Josie Long is a stalwart of the UK comedy scene, performing stand-up since she was a teenager, with fans following her life via on-stage anecdotes ever since. Now that she’s a “40-year-old mother of two”, her work is as vibrant and political as ever, and she’s excited to update us on the big changes in her world: the birth of her second child, her ADHD diagnosis (and discovery that “every other comedian in the world has ADHD”), and a permanent move from London to Glasgow.
Re-Enchantment picks up from her previous show Tender, which explored her worries about bringing a baby into a world of climate change and inequality, and her conscious effort to find joy all around her. That see-saw between hope and despair is also present in Re-Enchantment, as she skewers society’s ills while searching for glimmers of optimism.
Long draws us in gently with endearingly uncynical snapshots from her life. We hear about her eldest’s first fart-themed attempt at joke-writing, some surprisingly original lockdown material including a great segment on handwashing, and highlights from her Glasgow existence where she lives next door to a “gentle baker” and sends her daughter to an outdoor kindergarten that’s imbued her with “a Mad Max: Fury Road vibe”.
We get a comprehensive run-down on who qualifies as a scab: “If you’ve ever watched The Crown, or you still think David Walliams is a nice person.” And don’t forget horses: “They work for the army, the police – and hunting.”
She weaves in nice one-liners (“The pandemic answered the question: what will I look like in 10 years’ time?”) and pleasing puns. Her impressions are highlights of the set, as she brings to life smugly tidy people, “London-era Josie”, Keir Starmer advocates, and her family’s incredulity at Scotland’s baby box scheme.

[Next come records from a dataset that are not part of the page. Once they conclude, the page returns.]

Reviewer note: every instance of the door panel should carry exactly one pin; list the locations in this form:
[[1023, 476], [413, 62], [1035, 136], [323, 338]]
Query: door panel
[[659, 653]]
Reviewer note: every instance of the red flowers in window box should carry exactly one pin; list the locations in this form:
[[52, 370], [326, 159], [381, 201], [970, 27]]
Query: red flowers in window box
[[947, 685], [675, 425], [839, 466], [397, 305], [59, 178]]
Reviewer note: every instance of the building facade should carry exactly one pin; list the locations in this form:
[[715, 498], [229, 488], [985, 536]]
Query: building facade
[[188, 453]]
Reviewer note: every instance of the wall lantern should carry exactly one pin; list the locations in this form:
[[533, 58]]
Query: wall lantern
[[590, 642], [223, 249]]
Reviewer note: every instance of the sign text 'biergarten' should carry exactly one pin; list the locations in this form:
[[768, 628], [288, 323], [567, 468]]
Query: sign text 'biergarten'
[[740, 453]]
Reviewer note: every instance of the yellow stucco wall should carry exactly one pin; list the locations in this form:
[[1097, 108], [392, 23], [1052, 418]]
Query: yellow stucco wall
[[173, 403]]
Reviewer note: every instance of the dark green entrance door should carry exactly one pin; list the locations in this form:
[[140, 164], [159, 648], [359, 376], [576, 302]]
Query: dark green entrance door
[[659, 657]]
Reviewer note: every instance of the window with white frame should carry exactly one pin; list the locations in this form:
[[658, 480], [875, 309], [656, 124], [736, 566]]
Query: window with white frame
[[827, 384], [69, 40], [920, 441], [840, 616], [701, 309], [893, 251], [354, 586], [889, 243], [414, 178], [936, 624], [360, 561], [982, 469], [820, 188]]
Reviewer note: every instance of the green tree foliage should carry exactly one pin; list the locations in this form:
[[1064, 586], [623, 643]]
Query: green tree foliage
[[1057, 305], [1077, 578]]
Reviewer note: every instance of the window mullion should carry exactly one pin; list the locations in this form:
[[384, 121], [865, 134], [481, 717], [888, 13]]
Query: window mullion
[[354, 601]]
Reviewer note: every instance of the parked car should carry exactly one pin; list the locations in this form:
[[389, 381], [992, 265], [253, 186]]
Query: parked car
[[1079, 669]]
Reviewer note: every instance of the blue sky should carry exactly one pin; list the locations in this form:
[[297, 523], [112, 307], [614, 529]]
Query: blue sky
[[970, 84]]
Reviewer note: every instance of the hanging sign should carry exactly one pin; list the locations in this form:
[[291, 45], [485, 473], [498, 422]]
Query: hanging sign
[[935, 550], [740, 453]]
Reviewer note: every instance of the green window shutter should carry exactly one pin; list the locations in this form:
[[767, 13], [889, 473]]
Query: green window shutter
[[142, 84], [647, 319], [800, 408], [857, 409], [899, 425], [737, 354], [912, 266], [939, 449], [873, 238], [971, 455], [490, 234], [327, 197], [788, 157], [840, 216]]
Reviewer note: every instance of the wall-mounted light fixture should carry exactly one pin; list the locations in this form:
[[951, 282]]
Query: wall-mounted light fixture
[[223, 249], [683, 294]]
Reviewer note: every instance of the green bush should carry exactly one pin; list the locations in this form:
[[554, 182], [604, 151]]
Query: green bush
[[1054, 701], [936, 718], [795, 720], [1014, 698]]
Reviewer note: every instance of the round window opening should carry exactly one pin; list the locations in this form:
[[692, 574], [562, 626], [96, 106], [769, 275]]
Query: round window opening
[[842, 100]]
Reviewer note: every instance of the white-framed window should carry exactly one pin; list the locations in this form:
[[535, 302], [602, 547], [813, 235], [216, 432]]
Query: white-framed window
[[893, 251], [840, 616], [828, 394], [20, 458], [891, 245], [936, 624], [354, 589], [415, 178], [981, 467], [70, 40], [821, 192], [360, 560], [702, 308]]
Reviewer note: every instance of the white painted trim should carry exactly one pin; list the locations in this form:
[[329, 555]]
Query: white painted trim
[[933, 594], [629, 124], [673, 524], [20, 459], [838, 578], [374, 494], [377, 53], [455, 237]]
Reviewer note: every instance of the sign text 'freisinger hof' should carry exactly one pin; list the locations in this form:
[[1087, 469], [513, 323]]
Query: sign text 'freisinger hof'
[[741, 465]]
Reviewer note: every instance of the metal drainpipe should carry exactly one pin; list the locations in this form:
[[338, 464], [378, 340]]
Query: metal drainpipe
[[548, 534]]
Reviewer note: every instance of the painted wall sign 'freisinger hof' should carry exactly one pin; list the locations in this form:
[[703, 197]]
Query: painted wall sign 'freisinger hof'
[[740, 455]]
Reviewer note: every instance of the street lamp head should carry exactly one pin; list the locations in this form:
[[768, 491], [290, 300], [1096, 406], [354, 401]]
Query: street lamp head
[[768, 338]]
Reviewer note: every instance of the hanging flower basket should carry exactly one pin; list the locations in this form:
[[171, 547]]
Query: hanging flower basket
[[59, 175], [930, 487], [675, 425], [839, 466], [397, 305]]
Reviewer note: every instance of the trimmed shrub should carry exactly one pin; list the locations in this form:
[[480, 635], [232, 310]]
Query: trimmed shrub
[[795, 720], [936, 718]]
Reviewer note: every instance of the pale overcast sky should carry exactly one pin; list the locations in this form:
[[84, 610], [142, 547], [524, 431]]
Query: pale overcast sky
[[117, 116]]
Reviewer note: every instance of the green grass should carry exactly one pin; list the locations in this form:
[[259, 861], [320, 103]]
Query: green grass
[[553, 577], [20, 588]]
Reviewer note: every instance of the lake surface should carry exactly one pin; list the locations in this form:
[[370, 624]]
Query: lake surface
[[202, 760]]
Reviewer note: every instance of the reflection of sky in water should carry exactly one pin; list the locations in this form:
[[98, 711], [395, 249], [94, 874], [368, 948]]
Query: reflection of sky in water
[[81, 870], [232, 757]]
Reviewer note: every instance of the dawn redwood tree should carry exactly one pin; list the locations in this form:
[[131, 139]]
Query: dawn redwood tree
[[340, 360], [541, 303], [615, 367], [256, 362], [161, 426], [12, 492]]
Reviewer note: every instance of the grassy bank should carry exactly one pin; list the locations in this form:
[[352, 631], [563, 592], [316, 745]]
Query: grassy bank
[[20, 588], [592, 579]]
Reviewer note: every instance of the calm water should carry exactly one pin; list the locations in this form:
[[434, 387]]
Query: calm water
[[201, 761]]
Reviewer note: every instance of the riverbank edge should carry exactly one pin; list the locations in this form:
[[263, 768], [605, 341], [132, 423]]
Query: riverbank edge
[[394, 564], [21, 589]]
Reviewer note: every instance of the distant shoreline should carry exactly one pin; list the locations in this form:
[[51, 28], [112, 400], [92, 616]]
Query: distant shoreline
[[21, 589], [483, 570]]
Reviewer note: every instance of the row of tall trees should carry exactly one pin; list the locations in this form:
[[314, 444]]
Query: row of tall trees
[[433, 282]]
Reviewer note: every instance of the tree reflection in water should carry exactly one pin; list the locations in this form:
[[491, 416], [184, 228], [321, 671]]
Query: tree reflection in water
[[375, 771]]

But there’s a tougher core. Long is a socialist and explains she has had to reconcile with recent political losses and blows dealt by the Government to the most marginalised.
She has a platform, so feels like she should “bear witness”, but as a comedian: “I want to be good vibes only!” At times, segments on repressive policy and police brutality threaten to stray too far from laughter and into nodding agreement, but generally Long punctuates the tension without underplaying the seriousness of her subject matter.
She tackles that tired refrain: “You can’t say anything anymore!” In fact, Long tells us, people are saying the right-wing stuff non-stop, it’s radical left-wing ideas that’ll get you into trouble. Could she tell us what she really thinks, she wonders, about wearing poppies?
Reflecting on Glasgow’s radical history and the city’s 2021 action against Immigration Enforcement, which Long found herself part of, she ends on a call to fight for something better. Re-Enchantment is an enjoyable melding of the personal and political, with a finale that leaves the audience buoyed.